2025-08-10 05:49:16
Last week, I was chatting with a student and I was explaining what SIMD instructions were. I was making the point that, in practice, all modern processors have SIMD instructions or the equivalent. Admittedly, some small embedded processors do not, but they lack many other standard features as well. SIMD stands for Single Instruction, Multiple Data, a type of parallel computing architecture that allows a single instruction to process multiple data elements simultaneously. For example, you can compare 16 bytes with 16 other bytes using a single instruction.
Suppose you have the following string: stuvwxyzabcdefgh. You want to know whether the string contains the character ‘e‘. What you can do with SIMD instructions is load the input string in a register, and then compare it (using a single instruction) with the string eeeeeeeeeeeeeeee. The result would be something equivalent to 0000000000001000 indicating that there is, indeed, a letter e in the input.
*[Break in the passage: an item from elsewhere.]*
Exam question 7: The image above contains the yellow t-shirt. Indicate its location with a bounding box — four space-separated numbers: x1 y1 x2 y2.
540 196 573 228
Our programming languages tend to abstract away these SIMD instructions and it perfectly possible to have a long career in the software industry without even knowing what SIMD is. In fact, I suspect that most programmers do not know about SIMD instructions. If you are programming web applications in JavaScript, it is not likely to come up as a topic. (Fun fact, there was an attempt to introduce SIMD in JavaScript by the JavaScript SIMD API.)
Yet if SIMD is everywhere but few people know about it, is it even needed ?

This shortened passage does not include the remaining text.